We inputted the 10 optimal features (Age, WHtR, MSP, Symptom, BT, Dentition, ECG, FBG, PLT, BUN) into three different algorithms, namely Fully Connected Network (FCN), Logistic Regression (LR), and eXtreme Gradient Boosting (XGBoost) to build gender specific CHD risk assessment models and compare their performance on the internal validation set. The evaluation metrics including AUC, accuracy, precision, recall, and F1 score for the three models were recorded in Table 1 and depicted in Fig. 1f–i. It is evident that the performance of the three algorithms is quite similar, with the FCN model slightly outperforming the other two models, with AUCs of 0.8671 for males and 0.8991 for females. On the external validation set, as shown in Table 1 and Fig. 1h, i, the FCN model exhibits consistent and stable performance, with AUCs of 0.8659 and 0.9006 for males and females, respectively. When the data is straightforward and features are linearly independent, the fitting results of various algorithms tend to be similar. However, in the current dataset, the FCN model exhibits slightly better performance, which may be due to its ability to capture and learn nonlinear features in the intermediate layers.

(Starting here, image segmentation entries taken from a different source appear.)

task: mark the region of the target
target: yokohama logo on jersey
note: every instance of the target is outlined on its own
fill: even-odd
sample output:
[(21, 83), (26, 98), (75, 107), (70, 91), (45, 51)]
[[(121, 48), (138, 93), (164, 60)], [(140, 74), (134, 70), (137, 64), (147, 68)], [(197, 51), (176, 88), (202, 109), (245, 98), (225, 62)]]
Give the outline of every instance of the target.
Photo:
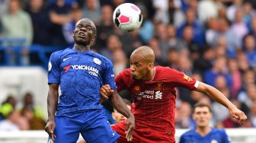
[(63, 68), (64, 70), (65, 70), (65, 72), (67, 72), (69, 70), (70, 67), (72, 67), (75, 70), (88, 71), (89, 74), (98, 77), (98, 69), (97, 69), (94, 67), (91, 67), (91, 66), (89, 66), (89, 65), (67, 65), (67, 66)]

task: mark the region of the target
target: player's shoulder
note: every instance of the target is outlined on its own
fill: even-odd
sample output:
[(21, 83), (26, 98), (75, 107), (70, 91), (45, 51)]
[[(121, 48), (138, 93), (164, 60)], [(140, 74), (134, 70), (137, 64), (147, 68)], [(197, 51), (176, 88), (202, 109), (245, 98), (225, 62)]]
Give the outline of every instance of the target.
[(66, 54), (67, 52), (73, 52), (72, 49), (66, 48), (65, 49), (61, 49), (61, 50), (56, 51), (56, 52), (53, 52), (52, 55), (55, 56), (60, 56), (63, 54)]

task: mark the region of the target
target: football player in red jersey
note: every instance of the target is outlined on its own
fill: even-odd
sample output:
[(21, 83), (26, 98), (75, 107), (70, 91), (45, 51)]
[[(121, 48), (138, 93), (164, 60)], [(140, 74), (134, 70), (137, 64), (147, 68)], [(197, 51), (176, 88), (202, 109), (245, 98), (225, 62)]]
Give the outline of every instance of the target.
[[(115, 81), (117, 91), (128, 90), (133, 99), (132, 113), (136, 126), (132, 142), (175, 142), (174, 108), (176, 87), (204, 93), (229, 110), (232, 117), (242, 124), (245, 114), (215, 87), (198, 81), (184, 73), (168, 67), (154, 66), (155, 54), (148, 46), (141, 46), (130, 56), (130, 68), (120, 73)], [(109, 86), (101, 89), (102, 97), (110, 94)], [(125, 121), (112, 126), (127, 142)]]

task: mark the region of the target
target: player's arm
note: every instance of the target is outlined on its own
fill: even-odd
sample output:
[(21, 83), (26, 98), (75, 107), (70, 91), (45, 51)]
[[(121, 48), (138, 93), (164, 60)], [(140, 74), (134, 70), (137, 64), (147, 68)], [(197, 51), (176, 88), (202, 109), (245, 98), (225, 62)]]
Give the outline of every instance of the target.
[(199, 82), (199, 85), (196, 89), (197, 91), (206, 94), (214, 100), (228, 108), (229, 110), (230, 116), (238, 120), (240, 125), (246, 120), (247, 116), (245, 114), (231, 103), (219, 90), (203, 82)]
[(125, 129), (126, 133), (126, 137), (128, 141), (132, 141), (133, 138), (132, 135), (135, 126), (135, 119), (133, 114), (131, 113), (130, 109), (123, 102), (122, 97), (118, 94), (117, 90), (114, 91), (113, 94), (110, 95), (108, 97), (108, 99), (109, 101), (111, 103), (112, 106), (114, 107), (114, 109), (116, 109), (119, 113), (120, 113), (122, 115), (123, 115), (127, 118)]
[(56, 135), (53, 134), (53, 131), (56, 126), (55, 113), (56, 110), (59, 99), (58, 90), (59, 90), (59, 84), (49, 84), (49, 92), (47, 97), (48, 119), (47, 119), (47, 125), (45, 127), (45, 131), (53, 140), (56, 138)]

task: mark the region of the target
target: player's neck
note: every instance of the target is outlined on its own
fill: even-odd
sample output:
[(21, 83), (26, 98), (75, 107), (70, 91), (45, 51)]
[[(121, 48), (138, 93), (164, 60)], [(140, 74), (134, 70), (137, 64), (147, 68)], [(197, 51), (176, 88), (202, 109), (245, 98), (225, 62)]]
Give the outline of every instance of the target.
[(75, 44), (74, 49), (78, 50), (80, 52), (88, 51), (90, 50), (90, 46), (83, 46), (83, 45), (78, 45)]
[(196, 132), (202, 136), (206, 135), (210, 131), (211, 128), (210, 126), (206, 127), (197, 127)]

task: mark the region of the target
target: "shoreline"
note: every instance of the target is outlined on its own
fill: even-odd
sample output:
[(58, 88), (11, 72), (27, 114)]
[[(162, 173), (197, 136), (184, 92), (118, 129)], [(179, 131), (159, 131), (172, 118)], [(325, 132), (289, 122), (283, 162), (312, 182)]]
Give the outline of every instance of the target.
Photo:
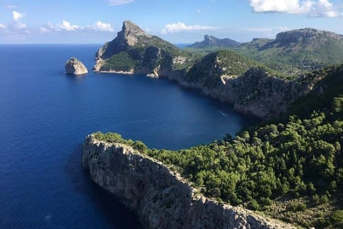
[[(98, 140), (93, 135), (85, 140), (82, 165), (96, 183), (137, 211), (149, 228), (296, 228), (205, 197), (173, 166), (124, 144)], [(156, 200), (161, 195), (165, 196)]]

Table 1 Performance metrics of the CHD risk assessment model.

To understand the contribution of features to the model, we conducted an interpretability analysis using SHAP (SHapley Additive exPlanations). Figure 2 displays the SHAP plot representing all sample points, with color indicating the magnitude of the feature values (red for large values, blue for small values, and purple for values near the mean). The magnitude of the values on the x-axis represents their impact on the model. From Fig. 2a and Fig. 2b, it is evident that the younger the age, the lower the risk, while the older the age, the higher the risk. However, when age increases to a certain range, the impact on the model is limited. When WHtR, MSP, and FBG values are below or equal to the mean, their impact on the risk of CHD is minimal. However, when these values exceed the mean, their influence on the risk of CHD significantly increases as the values increase. Additionally, we also performed statistical analysis on the seven optimal continuous features (Fig. 2c), three optimal discrete features (Fig. 2d) in healthy individuals and CHD patients, as well as the proportion of abnormal dentition (Fig. 2e) in healthy individuals and CHD patients of different age groups.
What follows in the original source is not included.